A condenação é resultado de uma série de acusações relacionadas à tentativa de desestabilização institucional e à condução de uma suposta estrutura organizada para esse fim.
A decisão marca um ponto sem precedentes na história política do país, ao atingir um ex-chefe do Executivo com uma pena dessa magnitude. O voto do relator, ministro Alexandre de Moraes, foi seguido por Flávio Dino, Cármen Lúcia e Cristiano Zanin. Luiz Fux, que optou pela absolvição, preferiu não se manifestar sobre a dosimetria da pena.
Além do tempo de prisão, o ex-presidente também foi condenado ao pagamento de 124 dias-multa, com o valor diário fixado em dois salários mínimos, conforme sugestão de Dino, que levou em conta a condição financeira de Bolsonaro.
As acusações englobam diferentes práticas, entre elas a formação de uma organização com estrutura armada, tentativa de enfraquecimento do regime democrático, ações voltadas à destituição de autoridades constituídas, além de atos que comprometeram bens históricos e públicos.
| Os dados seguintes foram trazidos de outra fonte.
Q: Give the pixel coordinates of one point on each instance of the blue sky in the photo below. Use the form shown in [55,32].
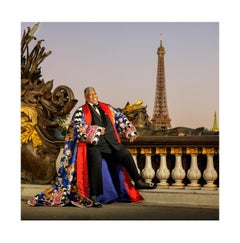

Algumas dessas imputações não foram estendidas a outros envolvidos, como é o caso de Ramagem, excluído de dois dos itens. Apesar da sentença, o cumprimento da pena depende ainda do esgotamento dos recursos judiciais cabíveis.
De acordo com a legislação brasileira, a aplicação efetiva da punição ocorre somente após o chamado trânsito em julgado, garantindo a todos os réus o direito a ampla defesa e revisão da decisão em instâncias superiores.

Esse julgamento se insere em um contexto maior de responsabilização de autoridades públicas por suas condutas após o exercício do poder, levantando reflexões sobre os limites institucionais e a preservação do equilíbrio democrático no país.